Collaborative Working Sessions - Defining our definitions

We feel that definitions of terms are important to coordinate our work across projects and to be able to communicate both our successes and the work still remaining to be done.

The current Reproducible Builds effort has two commonly cited definitions of “reproducible” – one mentioned in the reproducible-builds.org website, and another (shorter) one which is seen on the group’s teeshirts.
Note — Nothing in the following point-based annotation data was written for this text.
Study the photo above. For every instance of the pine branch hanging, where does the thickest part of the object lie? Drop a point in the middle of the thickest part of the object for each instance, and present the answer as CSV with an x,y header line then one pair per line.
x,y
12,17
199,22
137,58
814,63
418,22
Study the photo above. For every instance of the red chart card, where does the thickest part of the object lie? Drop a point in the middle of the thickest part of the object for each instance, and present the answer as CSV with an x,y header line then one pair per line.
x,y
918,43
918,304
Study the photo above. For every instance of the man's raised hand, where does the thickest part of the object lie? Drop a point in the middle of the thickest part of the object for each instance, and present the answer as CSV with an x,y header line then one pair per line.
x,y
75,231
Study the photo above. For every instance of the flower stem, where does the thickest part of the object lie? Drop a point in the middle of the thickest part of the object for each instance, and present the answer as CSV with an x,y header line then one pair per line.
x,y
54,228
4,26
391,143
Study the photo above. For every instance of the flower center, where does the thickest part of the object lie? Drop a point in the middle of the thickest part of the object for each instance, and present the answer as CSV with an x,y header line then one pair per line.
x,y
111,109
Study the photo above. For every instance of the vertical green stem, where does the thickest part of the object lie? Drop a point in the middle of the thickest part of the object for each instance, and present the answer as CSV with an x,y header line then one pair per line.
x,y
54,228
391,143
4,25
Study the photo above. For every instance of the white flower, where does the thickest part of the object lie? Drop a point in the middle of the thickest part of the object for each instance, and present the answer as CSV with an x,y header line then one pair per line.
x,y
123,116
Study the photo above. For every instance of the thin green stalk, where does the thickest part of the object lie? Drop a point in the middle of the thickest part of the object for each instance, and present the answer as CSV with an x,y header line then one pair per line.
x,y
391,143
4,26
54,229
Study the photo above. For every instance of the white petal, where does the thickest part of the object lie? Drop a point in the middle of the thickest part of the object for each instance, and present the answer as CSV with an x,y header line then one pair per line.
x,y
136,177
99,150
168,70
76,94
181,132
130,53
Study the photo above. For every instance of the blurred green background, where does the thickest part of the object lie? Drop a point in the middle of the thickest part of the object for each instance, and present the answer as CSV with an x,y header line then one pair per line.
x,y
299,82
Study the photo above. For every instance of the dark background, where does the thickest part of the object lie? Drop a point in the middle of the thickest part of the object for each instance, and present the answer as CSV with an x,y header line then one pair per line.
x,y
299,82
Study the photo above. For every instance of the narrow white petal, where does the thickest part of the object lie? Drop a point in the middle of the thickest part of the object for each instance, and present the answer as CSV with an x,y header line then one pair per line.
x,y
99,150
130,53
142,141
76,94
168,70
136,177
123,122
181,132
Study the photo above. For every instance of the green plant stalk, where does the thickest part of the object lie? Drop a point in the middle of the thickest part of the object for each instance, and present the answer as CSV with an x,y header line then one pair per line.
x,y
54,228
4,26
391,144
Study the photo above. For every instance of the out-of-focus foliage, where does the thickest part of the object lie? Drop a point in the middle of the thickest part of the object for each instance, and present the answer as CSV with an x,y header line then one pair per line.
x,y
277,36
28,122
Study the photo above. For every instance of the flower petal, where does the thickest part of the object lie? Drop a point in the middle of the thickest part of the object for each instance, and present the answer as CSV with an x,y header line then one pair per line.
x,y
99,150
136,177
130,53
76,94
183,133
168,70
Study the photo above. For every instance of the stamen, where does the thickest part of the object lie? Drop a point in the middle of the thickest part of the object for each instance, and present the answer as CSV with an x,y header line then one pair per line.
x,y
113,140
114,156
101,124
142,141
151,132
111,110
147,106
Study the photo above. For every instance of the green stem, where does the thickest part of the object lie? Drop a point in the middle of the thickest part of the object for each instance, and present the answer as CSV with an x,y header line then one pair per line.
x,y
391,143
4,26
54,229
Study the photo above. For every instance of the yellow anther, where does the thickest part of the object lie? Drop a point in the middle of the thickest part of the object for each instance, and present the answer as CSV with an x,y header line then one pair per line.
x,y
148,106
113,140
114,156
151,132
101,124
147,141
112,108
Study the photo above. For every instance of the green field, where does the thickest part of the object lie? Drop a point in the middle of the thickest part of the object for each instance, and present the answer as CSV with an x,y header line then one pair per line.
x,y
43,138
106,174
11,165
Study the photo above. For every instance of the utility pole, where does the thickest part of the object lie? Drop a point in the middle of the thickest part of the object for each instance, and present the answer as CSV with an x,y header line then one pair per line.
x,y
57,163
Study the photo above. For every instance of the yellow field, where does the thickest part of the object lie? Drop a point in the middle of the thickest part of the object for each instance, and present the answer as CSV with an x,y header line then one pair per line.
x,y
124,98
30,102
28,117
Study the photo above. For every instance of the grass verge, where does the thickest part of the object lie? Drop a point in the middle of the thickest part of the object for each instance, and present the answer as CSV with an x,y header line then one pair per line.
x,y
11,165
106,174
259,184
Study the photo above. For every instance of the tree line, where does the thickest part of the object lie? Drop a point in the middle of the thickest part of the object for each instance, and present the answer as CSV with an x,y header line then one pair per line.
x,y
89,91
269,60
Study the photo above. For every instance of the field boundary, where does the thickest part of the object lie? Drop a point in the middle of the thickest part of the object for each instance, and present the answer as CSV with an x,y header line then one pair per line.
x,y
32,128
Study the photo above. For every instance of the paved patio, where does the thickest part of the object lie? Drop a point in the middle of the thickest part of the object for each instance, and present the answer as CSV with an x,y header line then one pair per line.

But perhaps we need more; and perhaps it is time to revisit those and see if they still serve.

Consensus:

  • Definitions are important
  • We only have one (relatively) clear definition – “reproducible” – but maybe we need more definitions, or some concept of “levels”.
  • The definition we have is evidently not clear enough and may have other problems – evidenced by announcements made by various projects and distributions which recurrently report “X% reproducible”, wherein:
    • percentages do not appear to be meaningfully comparable across distros
    • the percentages reported by projects vary over time (when the exact definition changes to be more or less strict, or something not covered by their previous practical definition changes)
    • it appears that no systems are actually approaching “100%”.

Progress:

Producing new definitions proves difficult.

Brainstorming: potentially revelevant terms and concepts mentioned included:

  • diverse compilation
  • environmental randomization
  • insignificant environment bits
  • “once” “I” reproduced it (example of a weak definition that we often see used in practice!)
  • bit-for-bit reproducibility (included in current definition – we ratify that we still like this because it is specific and clear)
  • late-discovered un-reproducibility (an unavoidable phenomenon that causes percentages to backslide)
  • circumstantial reproducibility
  • idependent reproducibility
  • should we consider different Levels for Outcome Equality?
  • should we consider different Levels for Input Variation?
  • “only 100% reproducibility is useful” (several people agree with this, while acknolwedging the irony that no project has attained it)
  • deterministic
  • spurious vs tampering vs unreproducibile – degrees (and reasons) for unreproducibility events
  • “transparently reproducible” (vs “blackbox”?)
  • reliable reproducibility
  • several notes contain drafts of functions…
    • one contains “f(S)=B” – meaning: a function consumes source and produces a binary
    • a later note contains “f(S,SE,I)=As” – meaning: a function consumes source, source environment, (?unknown?), and produces Artifacts (perhaps multiple).
  • Draft of levels?
    • Level 0: unreproducible
    • Level 1: Build at least twice with matching initial conditions, on the same machine, by the same person
    • Level 2: Level 1 plus at least one build varying “X” things (“X” not specified)

Observations, following brainstorming:

  • As the discussion that oriented around function sketches continued, things started with one parameter, and then people tend to want to factorize out more and more parameters.
    • The distinguishing trait for what got factorized tended to be roughly “which things are difficult to change”.
  • Participants wanted to steer the world by changing the definitions – in two very different directions:
    • Some participants specifically identified wanting to make the definition more concrete in ways that would encourage readers to pick narrower, more attainable smaller steps towards the goal of reproducibility.
    • Other participants wished to make the definition as broad and aspirational as possible (for example immediately encouraging “diverse” compilation, instead of merely repeatable setup and verification of deterministic steps from identical setup conditions).
  • In this session, we were unable to immediately identify clear “levels”.
    • The general idea seems to be that higher levels of reproducibility should involve more variation injection…
    • … but there are many different potential specific axis for this,
    • … and there is no clear ordering in which the different classes of variation could be said to matter more than others (so, ordinal “levels” seem difficult to map to this).